Stemming from my earlier post on the importance of political language, I have some more observations that touch on the same subject.
Lately, the President and Democrats have tried to paint Tea Partiers as "extreme" and "rigid" in their political thought. These types of words to describe one's political opponents in politics are nothing new: it's just that they used to come with nouns attached. In modern speech, we have tacitly begun dropping the noun and acting as if the adjective suffices.
For example, what used to be called tyranny is now today called a dictatorship (as if the unjustness of that regime stems from one man dominating all conversations). Also, the change in the meaning of the word culture is very instructive as well (culture used to mean a person with good taste. A person with tastes in things low, e.i., drugs, prostitution, etc., would obviously not be considered cultured. We are now taught to value all tastes equally with no ground to tell the high from the low. As is the common refrain today, "Who are we to put our values on anyone else?").

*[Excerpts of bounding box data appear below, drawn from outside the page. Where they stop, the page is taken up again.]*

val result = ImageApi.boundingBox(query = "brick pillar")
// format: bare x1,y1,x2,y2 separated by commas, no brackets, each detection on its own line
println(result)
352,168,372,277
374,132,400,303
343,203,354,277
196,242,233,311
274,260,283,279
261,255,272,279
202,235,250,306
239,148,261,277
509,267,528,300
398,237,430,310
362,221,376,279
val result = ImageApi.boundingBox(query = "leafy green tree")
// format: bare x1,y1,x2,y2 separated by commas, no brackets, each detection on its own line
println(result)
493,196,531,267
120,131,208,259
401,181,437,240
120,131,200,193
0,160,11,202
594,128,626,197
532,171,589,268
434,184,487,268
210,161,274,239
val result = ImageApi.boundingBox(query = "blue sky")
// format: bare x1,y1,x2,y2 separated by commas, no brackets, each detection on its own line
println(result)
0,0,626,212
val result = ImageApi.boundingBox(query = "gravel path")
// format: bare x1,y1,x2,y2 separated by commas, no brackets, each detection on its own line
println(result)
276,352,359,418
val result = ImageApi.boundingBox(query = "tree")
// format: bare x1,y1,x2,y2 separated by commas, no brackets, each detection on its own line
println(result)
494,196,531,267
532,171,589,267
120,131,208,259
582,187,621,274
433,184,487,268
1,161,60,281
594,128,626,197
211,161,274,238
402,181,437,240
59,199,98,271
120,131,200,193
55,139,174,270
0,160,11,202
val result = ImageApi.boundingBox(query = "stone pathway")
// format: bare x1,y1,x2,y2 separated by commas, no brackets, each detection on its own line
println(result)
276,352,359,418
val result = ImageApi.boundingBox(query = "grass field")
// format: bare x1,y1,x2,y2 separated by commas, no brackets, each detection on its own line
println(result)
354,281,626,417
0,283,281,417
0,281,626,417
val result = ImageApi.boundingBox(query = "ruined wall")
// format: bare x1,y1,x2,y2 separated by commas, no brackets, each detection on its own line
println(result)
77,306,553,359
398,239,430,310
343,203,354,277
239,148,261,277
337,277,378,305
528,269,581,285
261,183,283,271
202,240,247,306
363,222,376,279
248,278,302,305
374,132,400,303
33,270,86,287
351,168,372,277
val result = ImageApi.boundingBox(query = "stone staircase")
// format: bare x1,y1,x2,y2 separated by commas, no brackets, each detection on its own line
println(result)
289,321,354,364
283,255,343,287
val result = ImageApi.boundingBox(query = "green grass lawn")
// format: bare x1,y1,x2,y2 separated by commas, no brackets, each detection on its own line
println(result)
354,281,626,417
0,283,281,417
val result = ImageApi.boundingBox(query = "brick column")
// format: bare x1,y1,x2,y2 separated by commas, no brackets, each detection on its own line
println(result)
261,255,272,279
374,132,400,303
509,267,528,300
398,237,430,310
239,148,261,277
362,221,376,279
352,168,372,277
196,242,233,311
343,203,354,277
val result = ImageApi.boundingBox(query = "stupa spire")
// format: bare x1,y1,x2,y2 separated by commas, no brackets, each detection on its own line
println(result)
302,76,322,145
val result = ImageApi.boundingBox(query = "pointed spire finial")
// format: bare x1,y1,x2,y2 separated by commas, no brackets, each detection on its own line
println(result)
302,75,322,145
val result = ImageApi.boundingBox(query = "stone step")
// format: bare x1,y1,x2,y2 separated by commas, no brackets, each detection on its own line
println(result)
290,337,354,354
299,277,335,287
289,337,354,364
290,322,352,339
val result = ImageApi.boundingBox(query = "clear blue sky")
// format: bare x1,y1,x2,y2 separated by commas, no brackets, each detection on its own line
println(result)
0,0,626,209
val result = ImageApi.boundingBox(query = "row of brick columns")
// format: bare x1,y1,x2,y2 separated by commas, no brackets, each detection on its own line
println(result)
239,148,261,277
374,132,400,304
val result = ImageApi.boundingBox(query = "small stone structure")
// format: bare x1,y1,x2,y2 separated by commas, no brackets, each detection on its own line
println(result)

To say that someone holds an extreme or rigid position does not say anything about the position itself. Lincoln held rigidly to certain positions, e.g., the unjustness of slavery. The Founders could be described as both rigid and extreme in their views on what makes government legitimate. Adolph Hitler's political thought was both extreme and rigid. The same can be said of the politics of Saddam Hussein. Obviously this kind of language clouds and distorts more than it helps.
This drift in language certainly has damaging and degrading effects on our politics, especially on a people that ground their politics on the laws of Nature and Nature's God.